The show is a collection of images of nude, clothed and deconstructed people. The one thing these pieces have in common is that they are all drawn from life. Stephanie Sanchez teaches figure drawing on campus and curated the show. The show was conceived to support figure drawing classes on campus. “We offer a figure drawing program in the art discipline,” Sanchez said. “We are very strongly emphasizing figure drawing. The drawings here really are supporting what our students are learning.”
The show is made up of small collections from different artists whoes varied artistic styles and different approaches to figure drawing are readily evident. From the firm, visually massive works of Hank Pitcher to the active works of Marjan Hormozi. “Her works are very gestural; they have a lot of movement in them,” Sanchez said.

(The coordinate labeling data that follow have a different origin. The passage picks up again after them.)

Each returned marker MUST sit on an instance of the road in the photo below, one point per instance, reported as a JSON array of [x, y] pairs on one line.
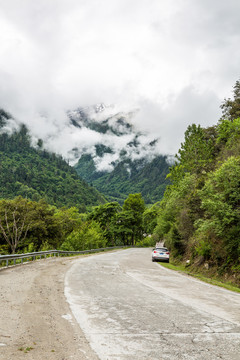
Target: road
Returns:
[[131, 308]]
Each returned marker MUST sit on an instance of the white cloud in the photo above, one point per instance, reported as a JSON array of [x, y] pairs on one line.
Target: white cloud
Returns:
[[175, 61]]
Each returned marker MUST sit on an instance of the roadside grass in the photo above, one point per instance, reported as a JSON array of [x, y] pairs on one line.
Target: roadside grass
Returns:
[[212, 280]]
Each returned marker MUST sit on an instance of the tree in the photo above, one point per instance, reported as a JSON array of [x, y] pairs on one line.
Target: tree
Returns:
[[15, 221], [134, 207], [196, 153], [105, 215], [231, 107]]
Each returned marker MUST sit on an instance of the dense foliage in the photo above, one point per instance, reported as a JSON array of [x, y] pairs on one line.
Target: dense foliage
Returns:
[[128, 177], [35, 173], [27, 225], [199, 216]]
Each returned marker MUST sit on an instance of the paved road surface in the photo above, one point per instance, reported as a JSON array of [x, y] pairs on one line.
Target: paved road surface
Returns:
[[131, 308]]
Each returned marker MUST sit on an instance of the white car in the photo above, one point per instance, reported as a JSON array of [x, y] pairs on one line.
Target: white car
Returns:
[[160, 254]]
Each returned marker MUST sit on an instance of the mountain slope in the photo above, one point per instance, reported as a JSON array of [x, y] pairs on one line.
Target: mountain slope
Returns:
[[35, 173], [116, 171]]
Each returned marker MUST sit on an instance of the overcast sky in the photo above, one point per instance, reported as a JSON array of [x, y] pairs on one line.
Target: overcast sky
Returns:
[[175, 60]]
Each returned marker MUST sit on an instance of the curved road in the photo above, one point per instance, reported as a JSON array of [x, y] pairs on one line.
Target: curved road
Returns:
[[131, 308]]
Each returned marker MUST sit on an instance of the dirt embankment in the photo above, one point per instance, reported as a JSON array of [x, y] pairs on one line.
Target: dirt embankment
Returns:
[[35, 320]]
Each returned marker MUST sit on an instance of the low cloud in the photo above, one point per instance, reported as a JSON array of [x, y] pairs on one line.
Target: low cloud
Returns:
[[170, 60]]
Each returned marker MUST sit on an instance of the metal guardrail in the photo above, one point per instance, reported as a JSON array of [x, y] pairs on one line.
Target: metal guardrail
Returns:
[[40, 254]]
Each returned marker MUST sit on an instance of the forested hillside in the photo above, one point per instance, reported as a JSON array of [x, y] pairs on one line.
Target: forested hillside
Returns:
[[199, 216], [37, 174], [139, 176]]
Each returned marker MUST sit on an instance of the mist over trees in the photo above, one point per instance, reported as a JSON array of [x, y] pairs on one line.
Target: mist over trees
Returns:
[[199, 216]]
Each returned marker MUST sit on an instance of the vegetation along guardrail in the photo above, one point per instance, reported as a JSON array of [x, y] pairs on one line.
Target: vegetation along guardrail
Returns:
[[38, 255]]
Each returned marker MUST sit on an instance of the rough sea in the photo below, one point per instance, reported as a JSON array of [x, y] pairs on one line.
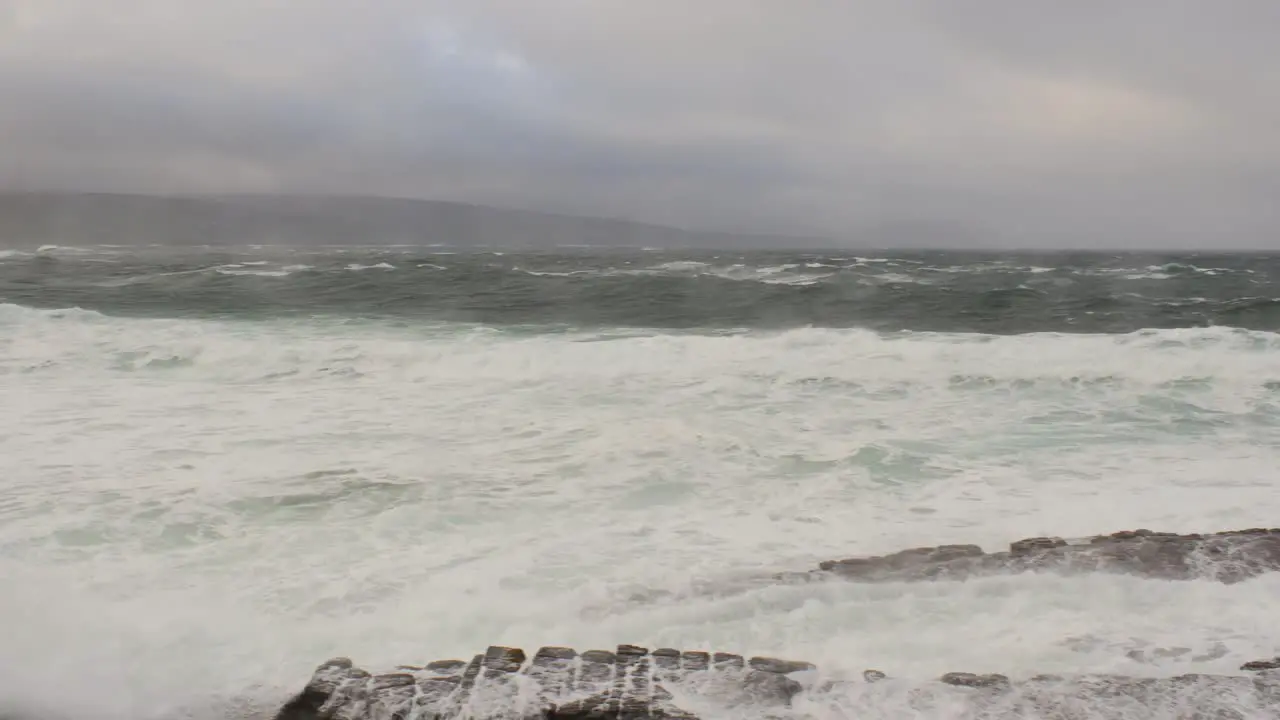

The choice of subjects differs greatly as well. Harmozi is interested in capturing people as they near the end of their lives while Pitcher’s subject matter is predominantly college students. Pitcher has been producing studies to create a large painting depicting a modern bacchanal. “The surfers are like the gladiators,” Sanchez explained “you see drinking; you see carousing. He is always trying to bring mythology from the past and show how it relates to human situations in the present.”
Part of the show is made up of quick studies that capture life as it is being lived. These are sometimes nothing more than quick notes to the artist on a models body position mid action. While rough and lacking details, these pieces are as important as the finished works. Rodney Ruppert, a figure-drawing student at SRJC said, “Art is not about perfection, it is about exploration.”
Ruppert’s figure drawing class is featured in a show at the Harold Mahoney Library on SRJC’s Petaluma campus. This show allows students to contribute a piece that best shows their growth as artists. Ruppert does not mind having his work displayed. “I think it is totally chill.” he said.
The opening of “Figuring out the Figure” was well attended, a small crowd formed outside the gallery as they waited for the doors to open. One of the students who attended opening day was Phoebe Kobabe. She plans to continue pursuing art as a career after SRJC even though the financial opportunities available to artists scare her. Looking around the gallery she said, “the ones I like the best are the ones that pick the image apart. Like they’ll pick apart the human figures so it is in a lot of different shapes, or sometimes they will pick them out even down to the muscle and bone structure.”
The pieces she refers to are a series of drawings that show the deconstruction of the human figure. Some do it by showing the muscle groups picked out in different shades; others relate the curves of the body to simpler shapes to better understand the way light plays off the figure.
Sanchez has created a show that highlights both how different and how similar the interpretation of the human form can be. The emphasis throughout is on life as she sayes in her curator’s statement: “Life drawings, ideally, communicate a life-like energy…keeping the ‘life’ in life drawing.”